Chris Wax: Stephen King is a great inspiration for writers. He’s written so many incredible novels. He has a rule for himself to assign himself five pages a day. Whether he has the flu, whether he is uninspired that day, it doesn’t matter, there’s no excuse. And for somebody with the success of Stephen King, that’s good advice.
AH: So, you’re saying there’s no downtime for you?
Chris Wax: No downtime (laughs). Don’t burn yourself out. Take a week off if you have to, but I don’t believe in writer’s block. I don’t believe in the fear that a lot of artists have in looking at a blank canvass. It exists. It’s a real thing, but I just don’t believe in succumbing to it. You see a white canvass – fill it. You see an empty page – put words on it. It doesn’t have to be good words or words that you keep.
AH: Sometimes it’s just enough to get the juices flowing, too.
Chris Wax: That’s exactly right. You get one page of bad stuff going, and all of a sudden, the inspiration hits on page two. Now you’re on a roll.
AH: Do you believe in aliens? You don’t have to answer this one.
Chris Wax: I always tell people that when it comes to these things, anything in the unknown, I believe in the possibilities of any explanation. I think that there’s a line in the movie Contact with Jodie Foster and she’s asking her father if he thinks there’s anything out there. Her father is an astronomer. He says it would be a waste of space if we’re the only ones out here. So, I think that’s a great explanation. There’s literally an infinite amount of space and we are just one galaxy in clusters of galaxies. So, the idea that we’d be the only things out here seems a little egotistical. But I’ve never seen proof of aliens and I’m a ‘proof is in the pudding’ kind of person. But I believe in the possibility.
AH: Even in your film ‘Case 347’, I like the line from the character named Gustav, where he answers whether he believes in the possibility of aliens with “I believe I deserve to have the right to find out the truth, and so does everyone else.” I really like this line in the film because it sums up the message pretty neatly.
Chris Wax: I think a good rule of thumb for life, in general, is to maybe not walk into things with such a hardline idea of what you might think is the answer. Let the answers come to you or discover them and be open to what those answers might be.
AH: Would you like to share some projects that you are currently working on?
Chris Wax: I’m working on two different television projects with Winston A. Abalos. We’re working on a television pitch right now that is very much grounded in reality and tackles a lot of issues that are going on right now around the world and the LGBT community. I’m working on another project with the Jagger Brothers (Dean is from Game of Thrones and Ben is the writer/director of Corbin Nash). I’m working on another television pitch that is very sci-fi, very much in the vein of Case 347. I’m also working on a follow-up to Case 347 if the film does well and another investigatory film I have penned as well. I have a library of scripts and a few people that want to get behind features, and we have a lot of television content as well. We’ll see where the next few months go.

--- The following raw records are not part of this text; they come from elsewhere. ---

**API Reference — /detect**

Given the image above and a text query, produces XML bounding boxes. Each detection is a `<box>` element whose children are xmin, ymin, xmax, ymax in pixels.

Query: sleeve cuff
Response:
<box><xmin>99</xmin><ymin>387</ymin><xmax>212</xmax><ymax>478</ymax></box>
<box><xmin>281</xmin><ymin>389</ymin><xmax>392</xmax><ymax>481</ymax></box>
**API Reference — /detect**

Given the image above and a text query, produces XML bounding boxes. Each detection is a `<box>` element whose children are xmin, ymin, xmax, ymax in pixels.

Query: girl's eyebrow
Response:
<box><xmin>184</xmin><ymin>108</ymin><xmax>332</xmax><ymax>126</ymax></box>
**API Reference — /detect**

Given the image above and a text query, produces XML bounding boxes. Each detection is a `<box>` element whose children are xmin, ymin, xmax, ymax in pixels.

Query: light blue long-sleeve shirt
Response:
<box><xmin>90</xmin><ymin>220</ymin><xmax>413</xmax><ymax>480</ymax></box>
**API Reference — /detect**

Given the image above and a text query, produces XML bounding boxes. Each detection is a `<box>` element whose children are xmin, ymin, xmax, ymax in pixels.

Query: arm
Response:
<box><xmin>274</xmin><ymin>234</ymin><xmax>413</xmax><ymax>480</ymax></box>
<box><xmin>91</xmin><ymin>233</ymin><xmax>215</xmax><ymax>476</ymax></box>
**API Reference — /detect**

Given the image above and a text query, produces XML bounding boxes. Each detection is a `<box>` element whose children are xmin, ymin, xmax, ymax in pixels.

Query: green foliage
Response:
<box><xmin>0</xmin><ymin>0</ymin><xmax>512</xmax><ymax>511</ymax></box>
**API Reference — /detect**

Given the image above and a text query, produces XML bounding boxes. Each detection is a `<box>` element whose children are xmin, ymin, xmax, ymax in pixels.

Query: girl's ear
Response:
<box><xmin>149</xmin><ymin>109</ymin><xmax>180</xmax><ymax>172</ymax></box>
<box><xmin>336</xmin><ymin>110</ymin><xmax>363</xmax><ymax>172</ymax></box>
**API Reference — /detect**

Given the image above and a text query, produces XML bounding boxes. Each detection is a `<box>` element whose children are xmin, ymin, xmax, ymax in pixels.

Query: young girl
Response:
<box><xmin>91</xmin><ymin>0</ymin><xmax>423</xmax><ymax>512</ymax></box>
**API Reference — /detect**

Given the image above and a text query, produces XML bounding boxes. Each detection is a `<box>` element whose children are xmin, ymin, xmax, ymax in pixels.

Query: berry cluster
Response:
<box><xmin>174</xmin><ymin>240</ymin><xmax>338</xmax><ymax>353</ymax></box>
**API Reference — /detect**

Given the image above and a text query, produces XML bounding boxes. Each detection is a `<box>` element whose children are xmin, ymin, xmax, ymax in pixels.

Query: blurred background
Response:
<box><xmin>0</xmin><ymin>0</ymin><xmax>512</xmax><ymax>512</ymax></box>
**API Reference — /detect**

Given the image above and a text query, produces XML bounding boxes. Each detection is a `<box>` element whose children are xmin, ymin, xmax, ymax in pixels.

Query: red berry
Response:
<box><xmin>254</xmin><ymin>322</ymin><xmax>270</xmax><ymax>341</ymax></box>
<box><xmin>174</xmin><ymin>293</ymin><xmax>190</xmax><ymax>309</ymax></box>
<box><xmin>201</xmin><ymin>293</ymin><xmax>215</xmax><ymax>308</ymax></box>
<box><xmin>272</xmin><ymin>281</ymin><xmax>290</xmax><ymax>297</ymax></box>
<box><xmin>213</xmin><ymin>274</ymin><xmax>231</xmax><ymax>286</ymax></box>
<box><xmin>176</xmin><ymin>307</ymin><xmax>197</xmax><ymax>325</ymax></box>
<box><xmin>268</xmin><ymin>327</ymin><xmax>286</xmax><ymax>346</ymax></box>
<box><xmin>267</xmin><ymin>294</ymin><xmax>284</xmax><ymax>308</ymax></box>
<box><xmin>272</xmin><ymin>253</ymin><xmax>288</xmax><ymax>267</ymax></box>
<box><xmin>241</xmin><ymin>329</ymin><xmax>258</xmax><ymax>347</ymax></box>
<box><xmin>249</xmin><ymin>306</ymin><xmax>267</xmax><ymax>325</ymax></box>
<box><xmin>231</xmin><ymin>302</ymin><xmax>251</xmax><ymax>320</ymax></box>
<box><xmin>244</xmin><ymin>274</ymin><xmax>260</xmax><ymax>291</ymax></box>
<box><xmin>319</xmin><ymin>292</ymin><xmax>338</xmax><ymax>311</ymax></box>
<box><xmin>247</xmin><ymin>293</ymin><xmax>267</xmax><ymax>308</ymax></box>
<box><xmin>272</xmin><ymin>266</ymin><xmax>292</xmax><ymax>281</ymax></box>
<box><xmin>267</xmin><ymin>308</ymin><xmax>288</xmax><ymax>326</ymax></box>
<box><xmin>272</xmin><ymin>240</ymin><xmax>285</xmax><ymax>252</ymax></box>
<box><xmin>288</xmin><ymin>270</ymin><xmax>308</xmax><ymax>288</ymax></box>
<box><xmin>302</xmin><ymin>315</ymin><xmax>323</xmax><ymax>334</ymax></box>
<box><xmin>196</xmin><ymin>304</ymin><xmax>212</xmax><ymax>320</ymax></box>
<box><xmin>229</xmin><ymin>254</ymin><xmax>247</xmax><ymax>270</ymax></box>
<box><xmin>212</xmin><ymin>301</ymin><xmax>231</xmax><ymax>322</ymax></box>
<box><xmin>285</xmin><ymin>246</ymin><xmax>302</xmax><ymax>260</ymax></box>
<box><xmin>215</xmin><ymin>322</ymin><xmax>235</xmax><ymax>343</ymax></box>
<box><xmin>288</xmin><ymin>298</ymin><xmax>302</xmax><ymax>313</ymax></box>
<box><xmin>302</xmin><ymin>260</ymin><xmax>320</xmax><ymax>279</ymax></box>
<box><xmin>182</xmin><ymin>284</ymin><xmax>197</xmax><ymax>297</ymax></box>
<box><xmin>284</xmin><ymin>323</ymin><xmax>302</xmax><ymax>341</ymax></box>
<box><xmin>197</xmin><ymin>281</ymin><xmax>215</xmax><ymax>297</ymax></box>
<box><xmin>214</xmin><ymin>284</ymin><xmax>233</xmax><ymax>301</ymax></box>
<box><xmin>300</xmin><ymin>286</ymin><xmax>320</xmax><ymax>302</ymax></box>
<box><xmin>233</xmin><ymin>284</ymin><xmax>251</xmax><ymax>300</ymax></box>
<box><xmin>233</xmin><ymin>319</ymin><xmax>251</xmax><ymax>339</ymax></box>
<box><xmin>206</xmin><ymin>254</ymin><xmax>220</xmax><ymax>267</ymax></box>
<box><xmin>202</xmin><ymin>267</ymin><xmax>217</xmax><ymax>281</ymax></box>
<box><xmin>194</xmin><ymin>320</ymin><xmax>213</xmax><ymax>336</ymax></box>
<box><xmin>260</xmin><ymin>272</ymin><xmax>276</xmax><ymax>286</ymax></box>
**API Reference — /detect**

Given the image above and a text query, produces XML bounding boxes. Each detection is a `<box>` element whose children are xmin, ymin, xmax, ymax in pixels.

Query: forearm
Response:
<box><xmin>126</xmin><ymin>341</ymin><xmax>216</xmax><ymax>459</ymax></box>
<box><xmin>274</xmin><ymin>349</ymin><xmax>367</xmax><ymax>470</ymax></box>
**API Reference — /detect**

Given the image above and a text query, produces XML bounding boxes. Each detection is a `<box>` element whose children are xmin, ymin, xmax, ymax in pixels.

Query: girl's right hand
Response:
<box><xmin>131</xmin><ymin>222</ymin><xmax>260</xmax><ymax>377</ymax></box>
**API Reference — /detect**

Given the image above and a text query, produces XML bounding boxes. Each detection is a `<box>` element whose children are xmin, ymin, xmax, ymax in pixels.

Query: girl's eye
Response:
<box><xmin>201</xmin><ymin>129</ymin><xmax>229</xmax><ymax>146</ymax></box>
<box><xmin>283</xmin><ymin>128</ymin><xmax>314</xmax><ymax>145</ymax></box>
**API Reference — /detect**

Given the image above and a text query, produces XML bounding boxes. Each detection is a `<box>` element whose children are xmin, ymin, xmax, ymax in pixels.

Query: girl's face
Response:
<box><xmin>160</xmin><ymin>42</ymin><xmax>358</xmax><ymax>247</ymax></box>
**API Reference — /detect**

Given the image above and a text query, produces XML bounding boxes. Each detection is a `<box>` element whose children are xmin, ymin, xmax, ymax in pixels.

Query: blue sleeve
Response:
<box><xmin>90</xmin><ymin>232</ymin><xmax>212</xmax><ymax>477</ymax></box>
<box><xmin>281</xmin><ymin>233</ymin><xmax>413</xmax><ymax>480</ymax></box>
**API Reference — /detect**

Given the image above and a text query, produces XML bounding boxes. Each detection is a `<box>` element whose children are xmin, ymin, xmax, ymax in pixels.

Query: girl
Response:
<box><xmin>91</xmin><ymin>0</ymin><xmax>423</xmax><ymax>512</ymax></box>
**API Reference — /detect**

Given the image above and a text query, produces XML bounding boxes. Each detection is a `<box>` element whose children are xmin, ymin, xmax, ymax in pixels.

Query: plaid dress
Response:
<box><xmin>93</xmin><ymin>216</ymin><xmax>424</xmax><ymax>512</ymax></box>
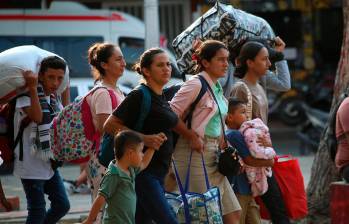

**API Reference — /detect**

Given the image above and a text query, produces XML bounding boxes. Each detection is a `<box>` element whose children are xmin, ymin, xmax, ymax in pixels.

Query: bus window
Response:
<box><xmin>119</xmin><ymin>37</ymin><xmax>144</xmax><ymax>70</ymax></box>
<box><xmin>0</xmin><ymin>36</ymin><xmax>103</xmax><ymax>78</ymax></box>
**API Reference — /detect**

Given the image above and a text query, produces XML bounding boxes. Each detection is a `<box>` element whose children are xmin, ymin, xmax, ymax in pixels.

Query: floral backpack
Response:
<box><xmin>50</xmin><ymin>85</ymin><xmax>117</xmax><ymax>163</ymax></box>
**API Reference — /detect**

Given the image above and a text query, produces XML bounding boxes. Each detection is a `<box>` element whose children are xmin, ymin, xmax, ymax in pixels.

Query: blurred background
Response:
<box><xmin>0</xmin><ymin>0</ymin><xmax>343</xmax><ymax>219</ymax></box>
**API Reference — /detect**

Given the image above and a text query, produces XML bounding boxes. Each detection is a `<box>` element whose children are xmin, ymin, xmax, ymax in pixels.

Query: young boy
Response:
<box><xmin>226</xmin><ymin>98</ymin><xmax>274</xmax><ymax>224</ymax></box>
<box><xmin>83</xmin><ymin>131</ymin><xmax>166</xmax><ymax>224</ymax></box>
<box><xmin>13</xmin><ymin>56</ymin><xmax>70</xmax><ymax>224</ymax></box>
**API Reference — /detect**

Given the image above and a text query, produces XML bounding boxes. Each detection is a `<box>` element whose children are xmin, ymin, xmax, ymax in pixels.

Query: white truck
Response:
<box><xmin>0</xmin><ymin>2</ymin><xmax>181</xmax><ymax>99</ymax></box>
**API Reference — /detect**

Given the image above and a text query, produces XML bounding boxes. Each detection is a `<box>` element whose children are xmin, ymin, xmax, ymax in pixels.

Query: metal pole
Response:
<box><xmin>144</xmin><ymin>0</ymin><xmax>160</xmax><ymax>49</ymax></box>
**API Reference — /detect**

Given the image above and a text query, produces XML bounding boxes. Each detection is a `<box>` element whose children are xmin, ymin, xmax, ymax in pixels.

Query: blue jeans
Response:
<box><xmin>21</xmin><ymin>170</ymin><xmax>70</xmax><ymax>224</ymax></box>
<box><xmin>136</xmin><ymin>172</ymin><xmax>178</xmax><ymax>224</ymax></box>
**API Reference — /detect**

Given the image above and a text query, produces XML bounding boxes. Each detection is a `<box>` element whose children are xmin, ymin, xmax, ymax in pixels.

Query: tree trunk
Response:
<box><xmin>305</xmin><ymin>0</ymin><xmax>349</xmax><ymax>224</ymax></box>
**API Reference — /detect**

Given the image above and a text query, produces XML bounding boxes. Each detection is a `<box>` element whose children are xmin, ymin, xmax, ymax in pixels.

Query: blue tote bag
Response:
<box><xmin>166</xmin><ymin>153</ymin><xmax>223</xmax><ymax>224</ymax></box>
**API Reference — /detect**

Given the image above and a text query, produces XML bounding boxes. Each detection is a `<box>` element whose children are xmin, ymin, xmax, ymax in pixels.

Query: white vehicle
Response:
<box><xmin>0</xmin><ymin>2</ymin><xmax>181</xmax><ymax>99</ymax></box>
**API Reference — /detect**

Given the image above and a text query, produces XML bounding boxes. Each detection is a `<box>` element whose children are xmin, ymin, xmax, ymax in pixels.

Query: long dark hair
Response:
<box><xmin>133</xmin><ymin>47</ymin><xmax>165</xmax><ymax>77</ymax></box>
<box><xmin>234</xmin><ymin>41</ymin><xmax>265</xmax><ymax>79</ymax></box>
<box><xmin>88</xmin><ymin>43</ymin><xmax>116</xmax><ymax>81</ymax></box>
<box><xmin>194</xmin><ymin>40</ymin><xmax>228</xmax><ymax>73</ymax></box>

AH: Is there anything else that you would like readers to know?
Chris Wax: I hope that they enjoy the film as much as we did writing and creating it. I think it’s a fun film. The premier was amazing. The audience was laughing at the right times, jumping at the right times. It seemed like we got out of it exactly what we wanted to put into it, so hopefully, the audience at large, the global audience, will have the same reaction. I just hope people enjoy it and that people have a good time.